起たたない御曹司君の恋人は魔女

「リラさんって、とっても品があるし。普通の事務員って感じしねぇじゃん」

「・・・そう。残念ね、普通の事務員で」

「あ? 別にそんな意味じゃねぇよ。でも、色々大変だったんだな。まぁ、結沙も色々大変だったんだぜ。特に女関係はすげぇ苦労してたからなぁ」


 あの結沙が?

 優しくて気が利くし、女性なら胸がキュンとなりそうなイケメンの結沙が、女性関係で苦労してた? 


 リラは意外そうに驚いた。



「あのさぁ、結沙はぜーったい浮気なんかしないからな」

「はぁ? 何を言い出すの? 」

「いや、結沙は今まで「役に起たない、つまらない男」って言われてフラれてばかりだったし。
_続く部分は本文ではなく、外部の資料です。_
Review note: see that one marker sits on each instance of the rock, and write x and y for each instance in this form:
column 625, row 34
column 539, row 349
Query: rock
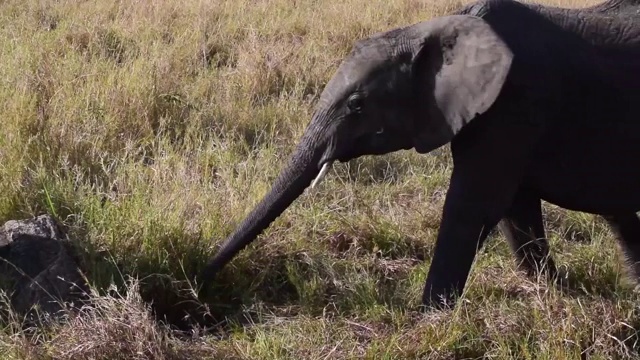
column 39, row 269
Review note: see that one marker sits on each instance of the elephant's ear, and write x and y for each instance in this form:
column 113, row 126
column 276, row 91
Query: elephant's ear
column 459, row 66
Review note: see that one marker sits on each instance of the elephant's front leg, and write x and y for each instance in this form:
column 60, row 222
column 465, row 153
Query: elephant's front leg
column 523, row 227
column 463, row 230
column 488, row 168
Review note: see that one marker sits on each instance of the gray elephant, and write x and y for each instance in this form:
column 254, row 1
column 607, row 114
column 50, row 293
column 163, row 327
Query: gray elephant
column 537, row 103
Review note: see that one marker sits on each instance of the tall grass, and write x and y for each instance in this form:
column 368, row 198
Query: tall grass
column 150, row 128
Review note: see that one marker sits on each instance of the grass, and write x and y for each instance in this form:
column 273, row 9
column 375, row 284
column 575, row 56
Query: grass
column 150, row 128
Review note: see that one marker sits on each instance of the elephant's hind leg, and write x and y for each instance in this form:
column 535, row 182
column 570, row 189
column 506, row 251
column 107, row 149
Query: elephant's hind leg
column 627, row 229
column 522, row 226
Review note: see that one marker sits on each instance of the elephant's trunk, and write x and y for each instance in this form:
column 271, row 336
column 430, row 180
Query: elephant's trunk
column 291, row 182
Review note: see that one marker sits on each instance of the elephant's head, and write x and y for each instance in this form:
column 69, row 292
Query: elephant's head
column 414, row 87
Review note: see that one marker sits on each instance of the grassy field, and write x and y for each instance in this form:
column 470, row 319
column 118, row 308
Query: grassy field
column 150, row 128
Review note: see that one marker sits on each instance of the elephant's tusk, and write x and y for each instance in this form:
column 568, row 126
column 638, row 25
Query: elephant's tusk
column 323, row 172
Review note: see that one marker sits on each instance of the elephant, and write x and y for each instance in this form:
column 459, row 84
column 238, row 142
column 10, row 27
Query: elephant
column 536, row 104
column 614, row 7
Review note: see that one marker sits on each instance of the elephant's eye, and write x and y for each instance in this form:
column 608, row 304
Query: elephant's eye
column 355, row 103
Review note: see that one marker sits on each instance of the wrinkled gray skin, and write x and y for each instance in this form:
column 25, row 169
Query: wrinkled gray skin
column 537, row 103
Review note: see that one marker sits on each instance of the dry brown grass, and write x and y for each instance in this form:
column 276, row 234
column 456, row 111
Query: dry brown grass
column 149, row 128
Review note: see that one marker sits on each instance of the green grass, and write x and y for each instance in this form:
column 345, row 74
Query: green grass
column 149, row 130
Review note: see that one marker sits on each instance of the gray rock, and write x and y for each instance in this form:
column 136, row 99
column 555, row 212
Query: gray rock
column 37, row 266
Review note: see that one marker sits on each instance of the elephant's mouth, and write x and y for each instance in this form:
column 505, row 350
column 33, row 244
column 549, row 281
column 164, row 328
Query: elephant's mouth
column 370, row 144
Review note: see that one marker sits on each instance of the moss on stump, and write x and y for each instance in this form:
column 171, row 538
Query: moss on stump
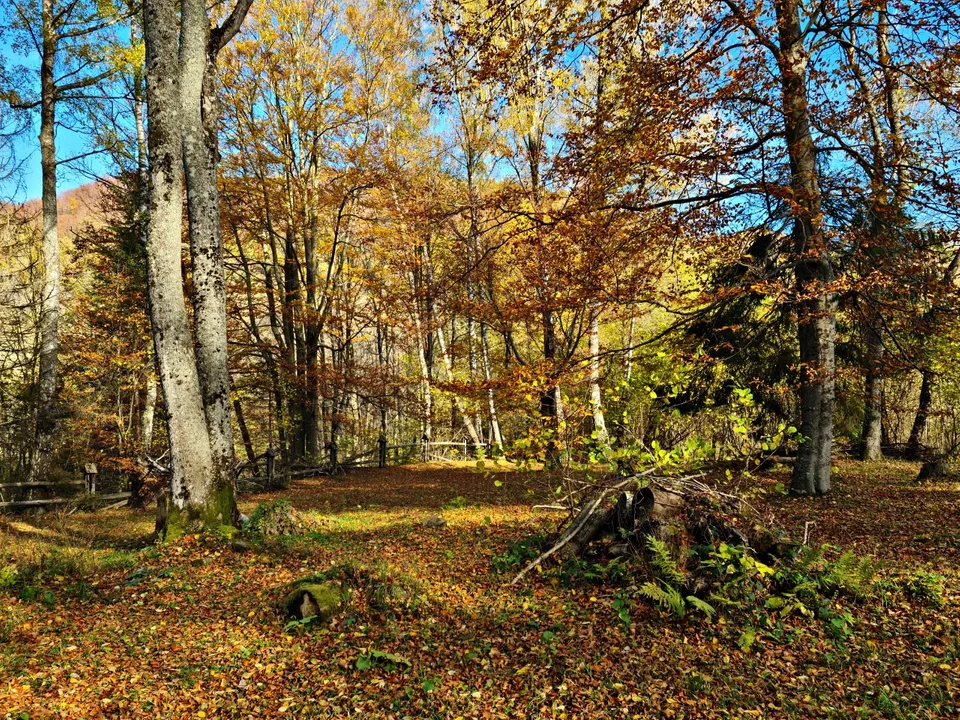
column 320, row 600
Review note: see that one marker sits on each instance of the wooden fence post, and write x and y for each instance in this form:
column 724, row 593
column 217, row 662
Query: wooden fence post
column 271, row 467
column 90, row 477
column 382, row 450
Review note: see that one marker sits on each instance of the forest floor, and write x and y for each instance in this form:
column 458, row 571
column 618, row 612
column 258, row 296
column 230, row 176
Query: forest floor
column 93, row 623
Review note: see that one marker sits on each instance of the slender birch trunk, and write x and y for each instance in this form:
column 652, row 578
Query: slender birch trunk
column 199, row 127
column 191, row 459
column 50, row 300
column 817, row 302
column 596, row 397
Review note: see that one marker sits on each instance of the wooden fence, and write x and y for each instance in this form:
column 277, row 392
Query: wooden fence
column 21, row 495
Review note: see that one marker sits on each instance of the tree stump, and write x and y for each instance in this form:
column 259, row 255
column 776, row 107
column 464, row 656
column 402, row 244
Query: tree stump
column 314, row 600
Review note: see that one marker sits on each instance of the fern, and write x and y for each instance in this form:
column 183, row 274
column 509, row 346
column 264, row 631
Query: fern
column 850, row 574
column 666, row 596
column 663, row 560
column 701, row 605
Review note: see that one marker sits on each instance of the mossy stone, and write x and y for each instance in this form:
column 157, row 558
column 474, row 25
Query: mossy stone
column 321, row 600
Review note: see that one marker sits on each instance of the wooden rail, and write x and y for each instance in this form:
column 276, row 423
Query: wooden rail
column 61, row 501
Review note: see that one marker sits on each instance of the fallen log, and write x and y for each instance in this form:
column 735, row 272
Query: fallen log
column 619, row 516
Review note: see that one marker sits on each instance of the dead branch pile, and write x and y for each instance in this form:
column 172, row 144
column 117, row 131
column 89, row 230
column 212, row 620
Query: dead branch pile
column 615, row 518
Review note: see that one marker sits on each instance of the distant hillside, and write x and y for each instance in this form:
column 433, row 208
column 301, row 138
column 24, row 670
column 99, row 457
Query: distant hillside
column 76, row 207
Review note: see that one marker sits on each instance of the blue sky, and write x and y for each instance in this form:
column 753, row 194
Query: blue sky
column 27, row 148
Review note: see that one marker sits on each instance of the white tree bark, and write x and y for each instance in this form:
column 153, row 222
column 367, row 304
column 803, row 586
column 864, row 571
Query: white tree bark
column 596, row 397
column 198, row 121
column 190, row 449
column 50, row 299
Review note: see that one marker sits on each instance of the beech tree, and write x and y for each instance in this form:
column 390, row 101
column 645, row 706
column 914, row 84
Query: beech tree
column 70, row 40
column 182, row 141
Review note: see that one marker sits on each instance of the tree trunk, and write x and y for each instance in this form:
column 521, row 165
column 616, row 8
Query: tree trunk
column 549, row 401
column 245, row 435
column 817, row 303
column 496, row 438
column 50, row 301
column 193, row 490
column 873, row 409
column 596, row 398
column 457, row 400
column 149, row 409
column 914, row 444
column 199, row 126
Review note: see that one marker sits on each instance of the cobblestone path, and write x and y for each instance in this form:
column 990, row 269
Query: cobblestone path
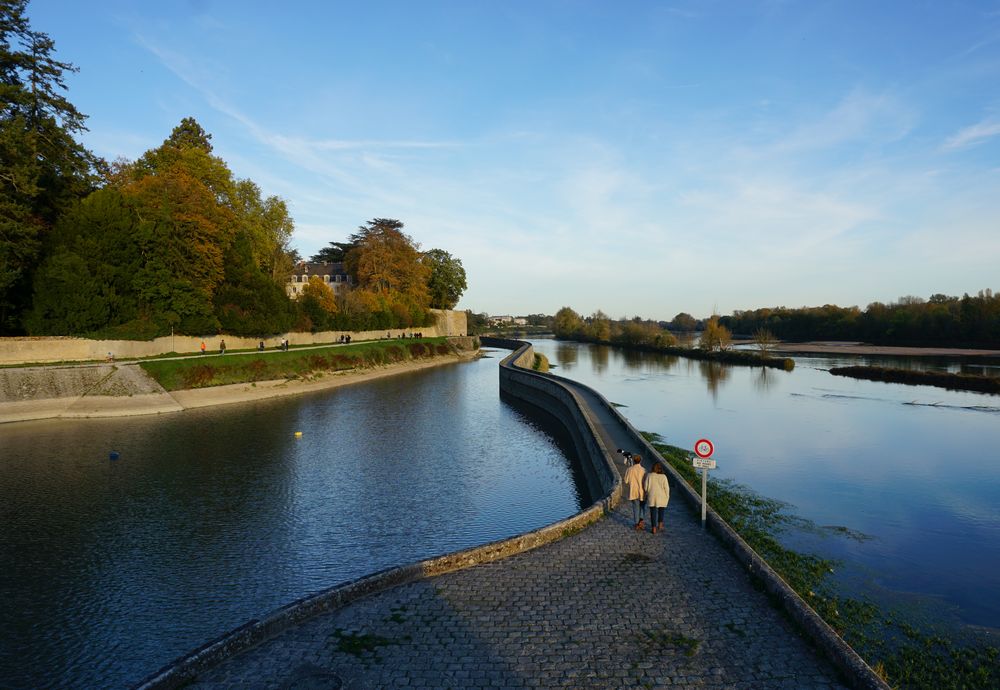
column 607, row 607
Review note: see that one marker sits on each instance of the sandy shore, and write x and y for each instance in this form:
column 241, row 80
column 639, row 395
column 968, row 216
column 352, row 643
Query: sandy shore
column 86, row 406
column 862, row 349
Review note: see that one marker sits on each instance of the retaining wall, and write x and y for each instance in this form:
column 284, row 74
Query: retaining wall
column 38, row 350
column 522, row 384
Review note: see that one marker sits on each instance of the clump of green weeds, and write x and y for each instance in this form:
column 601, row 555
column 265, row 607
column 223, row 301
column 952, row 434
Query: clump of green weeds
column 903, row 655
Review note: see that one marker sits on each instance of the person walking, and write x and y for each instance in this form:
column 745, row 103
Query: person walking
column 635, row 486
column 657, row 496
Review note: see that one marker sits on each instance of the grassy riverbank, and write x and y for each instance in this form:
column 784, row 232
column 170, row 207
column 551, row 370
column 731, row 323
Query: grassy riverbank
column 220, row 370
column 955, row 382
column 907, row 656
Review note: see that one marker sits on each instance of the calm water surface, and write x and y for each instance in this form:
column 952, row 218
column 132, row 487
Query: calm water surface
column 108, row 570
column 915, row 469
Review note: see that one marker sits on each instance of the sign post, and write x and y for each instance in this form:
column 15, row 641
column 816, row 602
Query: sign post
column 703, row 448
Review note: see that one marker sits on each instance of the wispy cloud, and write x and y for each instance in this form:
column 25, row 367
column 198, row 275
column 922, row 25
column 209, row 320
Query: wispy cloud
column 973, row 135
column 860, row 115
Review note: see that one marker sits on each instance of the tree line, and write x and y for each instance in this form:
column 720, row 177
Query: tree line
column 941, row 320
column 170, row 241
column 971, row 321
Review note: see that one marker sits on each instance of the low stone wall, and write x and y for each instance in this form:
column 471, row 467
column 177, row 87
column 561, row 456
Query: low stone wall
column 32, row 350
column 559, row 400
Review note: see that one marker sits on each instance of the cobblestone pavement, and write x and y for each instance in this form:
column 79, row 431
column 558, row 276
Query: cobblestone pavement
column 607, row 607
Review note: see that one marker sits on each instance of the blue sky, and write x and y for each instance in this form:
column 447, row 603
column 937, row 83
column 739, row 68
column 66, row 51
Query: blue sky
column 643, row 158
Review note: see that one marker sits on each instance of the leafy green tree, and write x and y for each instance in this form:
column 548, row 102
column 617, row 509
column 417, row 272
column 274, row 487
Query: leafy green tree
column 72, row 301
column 267, row 225
column 715, row 336
column 567, row 324
column 333, row 252
column 447, row 278
column 100, row 231
column 385, row 259
column 765, row 341
column 598, row 328
column 684, row 323
column 249, row 303
column 44, row 168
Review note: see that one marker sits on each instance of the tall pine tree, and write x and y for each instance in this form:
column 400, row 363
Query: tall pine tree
column 43, row 167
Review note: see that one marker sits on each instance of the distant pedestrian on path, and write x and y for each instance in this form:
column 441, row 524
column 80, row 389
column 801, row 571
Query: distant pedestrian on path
column 635, row 485
column 657, row 496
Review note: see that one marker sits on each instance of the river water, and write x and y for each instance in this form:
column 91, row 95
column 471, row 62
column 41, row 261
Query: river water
column 911, row 472
column 110, row 569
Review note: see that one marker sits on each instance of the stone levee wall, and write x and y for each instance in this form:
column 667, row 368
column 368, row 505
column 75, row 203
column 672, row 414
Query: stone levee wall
column 826, row 639
column 38, row 350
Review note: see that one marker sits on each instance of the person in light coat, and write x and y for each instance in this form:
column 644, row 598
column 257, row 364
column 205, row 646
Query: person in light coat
column 657, row 496
column 635, row 486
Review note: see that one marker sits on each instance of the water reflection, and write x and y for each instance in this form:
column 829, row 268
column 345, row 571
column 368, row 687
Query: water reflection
column 599, row 358
column 566, row 355
column 913, row 466
column 763, row 379
column 209, row 518
column 715, row 374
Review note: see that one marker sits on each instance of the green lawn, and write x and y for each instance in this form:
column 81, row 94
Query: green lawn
column 219, row 370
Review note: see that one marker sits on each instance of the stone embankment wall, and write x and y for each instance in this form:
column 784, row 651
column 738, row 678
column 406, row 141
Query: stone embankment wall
column 524, row 385
column 66, row 349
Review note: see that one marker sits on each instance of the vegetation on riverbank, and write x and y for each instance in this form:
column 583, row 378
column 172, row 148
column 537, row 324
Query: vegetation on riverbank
column 220, row 370
column 905, row 655
column 649, row 336
column 941, row 320
column 955, row 382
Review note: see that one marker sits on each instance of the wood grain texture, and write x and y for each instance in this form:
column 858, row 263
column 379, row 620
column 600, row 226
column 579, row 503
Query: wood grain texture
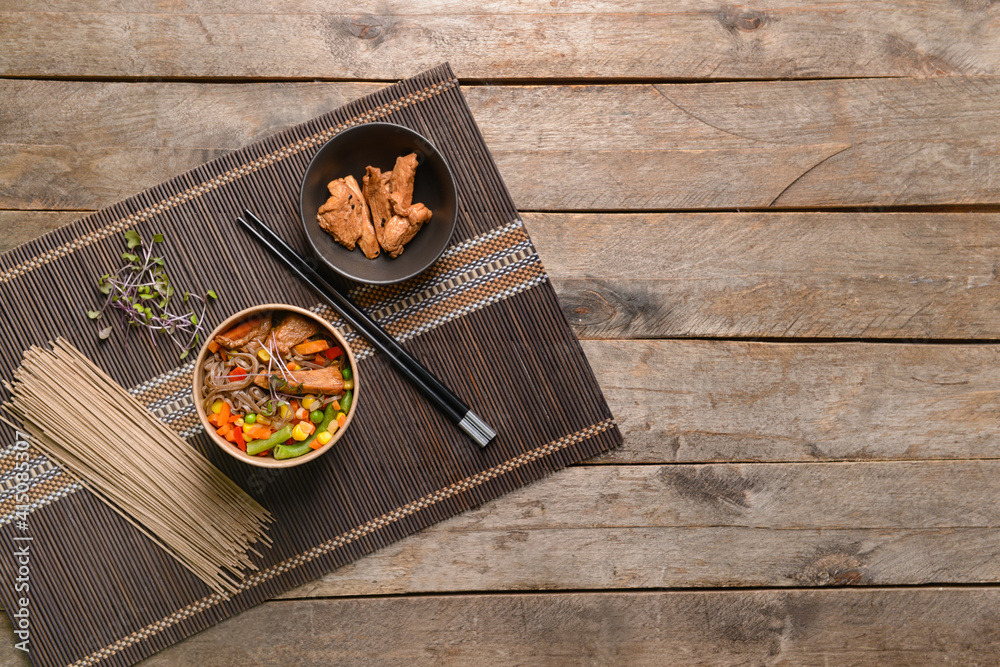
column 889, row 627
column 634, row 527
column 17, row 227
column 698, row 146
column 783, row 275
column 704, row 401
column 752, row 275
column 537, row 39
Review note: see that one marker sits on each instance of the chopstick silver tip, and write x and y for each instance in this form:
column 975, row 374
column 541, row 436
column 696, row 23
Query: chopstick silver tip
column 477, row 429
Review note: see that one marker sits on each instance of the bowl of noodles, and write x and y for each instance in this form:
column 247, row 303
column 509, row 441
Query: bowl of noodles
column 275, row 386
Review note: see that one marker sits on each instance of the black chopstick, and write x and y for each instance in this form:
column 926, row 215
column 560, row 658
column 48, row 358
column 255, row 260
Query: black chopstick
column 450, row 404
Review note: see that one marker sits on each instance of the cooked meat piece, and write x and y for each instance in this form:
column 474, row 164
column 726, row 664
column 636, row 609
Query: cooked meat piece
column 401, row 181
column 327, row 380
column 293, row 330
column 402, row 226
column 244, row 332
column 377, row 194
column 345, row 216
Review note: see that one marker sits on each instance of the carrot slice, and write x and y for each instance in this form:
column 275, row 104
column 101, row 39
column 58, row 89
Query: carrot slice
column 311, row 347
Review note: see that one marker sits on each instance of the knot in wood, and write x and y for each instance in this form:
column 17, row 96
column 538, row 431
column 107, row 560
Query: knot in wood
column 744, row 20
column 366, row 27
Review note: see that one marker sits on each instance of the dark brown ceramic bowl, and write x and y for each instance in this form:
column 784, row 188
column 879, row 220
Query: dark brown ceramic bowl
column 378, row 145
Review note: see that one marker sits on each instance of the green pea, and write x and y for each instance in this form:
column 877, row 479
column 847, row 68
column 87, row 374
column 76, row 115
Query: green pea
column 324, row 425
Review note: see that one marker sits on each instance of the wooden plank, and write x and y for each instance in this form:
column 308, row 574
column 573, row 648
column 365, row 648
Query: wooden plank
column 887, row 627
column 538, row 39
column 716, row 146
column 818, row 275
column 17, row 227
column 788, row 275
column 774, row 525
column 704, row 401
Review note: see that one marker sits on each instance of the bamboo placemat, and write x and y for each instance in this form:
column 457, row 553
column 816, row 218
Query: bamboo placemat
column 484, row 318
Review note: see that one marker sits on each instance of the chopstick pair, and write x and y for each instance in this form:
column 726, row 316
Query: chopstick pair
column 446, row 401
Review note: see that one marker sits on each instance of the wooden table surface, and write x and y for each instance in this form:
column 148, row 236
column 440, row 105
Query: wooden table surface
column 774, row 227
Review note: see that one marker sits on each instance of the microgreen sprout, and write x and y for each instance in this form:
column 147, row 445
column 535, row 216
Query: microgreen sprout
column 142, row 294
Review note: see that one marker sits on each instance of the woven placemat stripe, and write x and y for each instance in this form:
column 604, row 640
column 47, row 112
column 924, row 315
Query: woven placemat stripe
column 350, row 536
column 398, row 449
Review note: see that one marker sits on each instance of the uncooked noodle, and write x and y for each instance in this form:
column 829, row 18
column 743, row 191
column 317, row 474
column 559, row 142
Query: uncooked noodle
column 101, row 435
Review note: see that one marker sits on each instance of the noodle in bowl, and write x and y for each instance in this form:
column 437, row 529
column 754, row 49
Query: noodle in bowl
column 274, row 370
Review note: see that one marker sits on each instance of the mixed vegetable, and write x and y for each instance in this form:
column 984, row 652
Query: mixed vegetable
column 278, row 391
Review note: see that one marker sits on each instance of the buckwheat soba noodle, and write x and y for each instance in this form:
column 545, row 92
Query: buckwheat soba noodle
column 106, row 439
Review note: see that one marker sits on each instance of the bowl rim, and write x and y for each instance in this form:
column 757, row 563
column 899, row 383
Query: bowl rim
column 304, row 218
column 198, row 395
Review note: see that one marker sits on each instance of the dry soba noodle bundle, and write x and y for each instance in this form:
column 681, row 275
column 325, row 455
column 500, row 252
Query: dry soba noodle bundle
column 103, row 436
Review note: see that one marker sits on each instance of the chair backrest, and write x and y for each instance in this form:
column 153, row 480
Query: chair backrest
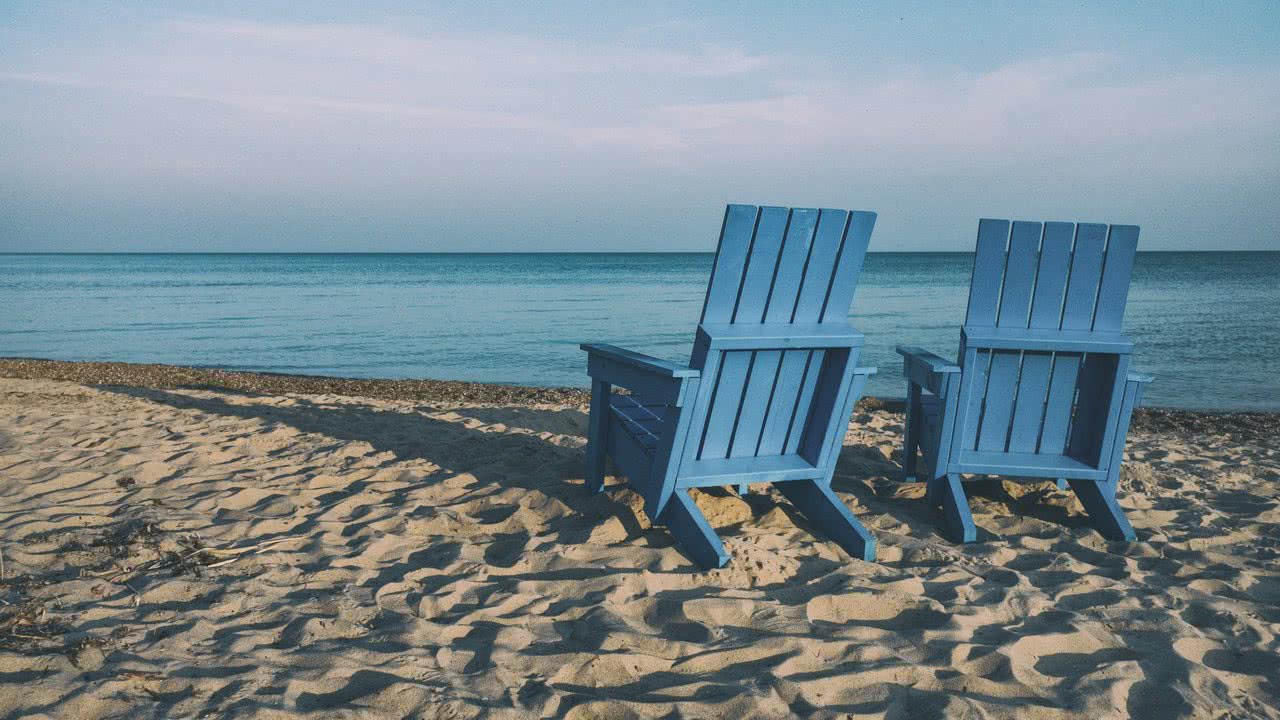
column 775, row 265
column 1045, row 282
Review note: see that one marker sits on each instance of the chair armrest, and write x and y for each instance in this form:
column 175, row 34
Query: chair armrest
column 638, row 360
column 924, row 368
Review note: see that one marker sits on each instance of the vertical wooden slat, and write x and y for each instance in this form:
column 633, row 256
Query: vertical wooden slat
column 1055, row 263
column 1001, row 390
column 1082, row 288
column 804, row 399
column 1006, row 391
column 795, row 250
column 755, row 402
column 760, row 265
column 730, row 261
column 791, row 370
column 1019, row 276
column 1029, row 408
column 822, row 263
column 849, row 267
column 1101, row 383
column 977, row 363
column 828, row 399
column 988, row 265
column 1057, row 404
column 726, row 400
column 1116, row 270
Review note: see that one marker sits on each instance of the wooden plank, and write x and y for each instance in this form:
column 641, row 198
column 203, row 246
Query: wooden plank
column 804, row 401
column 597, row 445
column 1116, row 270
column 791, row 372
column 1082, row 288
column 940, row 441
column 631, row 458
column 821, row 267
column 795, row 251
column 926, row 369
column 649, row 384
column 1100, row 502
column 1046, row 340
column 638, row 360
column 828, row 399
column 1001, row 391
column 988, row 265
column 1029, row 408
column 755, row 404
column 667, row 459
column 955, row 509
column 725, row 401
column 973, row 390
column 1059, row 402
column 1019, row 276
column 1024, row 464
column 849, row 267
column 845, row 410
column 912, row 429
column 1055, row 264
column 1132, row 396
column 831, row 516
column 731, row 253
column 1102, row 378
column 732, row 470
column 762, row 264
column 691, row 531
column 780, row 336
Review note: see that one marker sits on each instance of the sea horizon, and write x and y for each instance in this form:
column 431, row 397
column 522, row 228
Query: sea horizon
column 515, row 318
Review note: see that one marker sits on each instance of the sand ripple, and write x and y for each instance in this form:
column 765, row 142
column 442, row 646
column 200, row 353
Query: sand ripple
column 182, row 552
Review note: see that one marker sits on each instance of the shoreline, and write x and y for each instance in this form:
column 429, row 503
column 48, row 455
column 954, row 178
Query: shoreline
column 1247, row 425
column 439, row 551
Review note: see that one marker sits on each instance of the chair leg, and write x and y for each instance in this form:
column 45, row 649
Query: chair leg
column 955, row 509
column 912, row 432
column 597, row 436
column 1100, row 500
column 691, row 531
column 830, row 515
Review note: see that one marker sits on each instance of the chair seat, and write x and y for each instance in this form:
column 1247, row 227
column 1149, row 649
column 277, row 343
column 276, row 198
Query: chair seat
column 641, row 419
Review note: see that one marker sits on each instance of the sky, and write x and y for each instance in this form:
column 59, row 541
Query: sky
column 627, row 127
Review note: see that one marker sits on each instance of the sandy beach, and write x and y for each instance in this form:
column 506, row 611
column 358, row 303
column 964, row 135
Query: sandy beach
column 191, row 543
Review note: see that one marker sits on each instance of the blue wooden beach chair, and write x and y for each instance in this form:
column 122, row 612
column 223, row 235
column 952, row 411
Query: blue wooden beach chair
column 1042, row 386
column 768, row 391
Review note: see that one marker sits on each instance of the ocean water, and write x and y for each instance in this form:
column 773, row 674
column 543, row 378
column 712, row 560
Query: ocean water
column 1205, row 323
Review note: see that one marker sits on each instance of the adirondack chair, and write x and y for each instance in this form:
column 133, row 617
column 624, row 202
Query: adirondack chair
column 1042, row 386
column 767, row 392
結婚の話が出ていた事もあったんだが、いつの間にか破談してたからさっ。でも、リラさんにはすげぇ真剣。あんな目をした結沙、今まで見た事なかったからな。リラさんの事、本気で好きになっているんだって解るぜ」

「そうですか。・・・やっぱり、双子だと気持ちって分かり合えるのですか? 」

「ああ、そうかもしれねぇ。まっ、万が一結沙がリラさんの事を傷つけたら、俺がぶっ倒してやるから安心しなっ」


 リラはフッと笑った。


 雑な言葉ではあるが、その中に優しさがある。

 でもどうして、私に声をかけて来たのだろうか?

 いつも家で会ってもそ知らぬふりをしているし、話そうとしないのに、今日はどうして? 


 不思議そうに、リラは良人を見た。



「あ? なんだ? 俺の顔に、なんかついてるか? 」

「別に。・・・私なんかに、声をかけていいのかな? って思っただけ」


 カフェオレを飲みながら、リラはまた外に目をやった。


「いつも1人で過ごしていたから。・・・私・・」


 そう答えるリラの横顔が、とても寂しそう。


「過去何てどうでもいいじゃん。今、どうしているかが大切だろう? 」

 え? と、リラは良人を見た。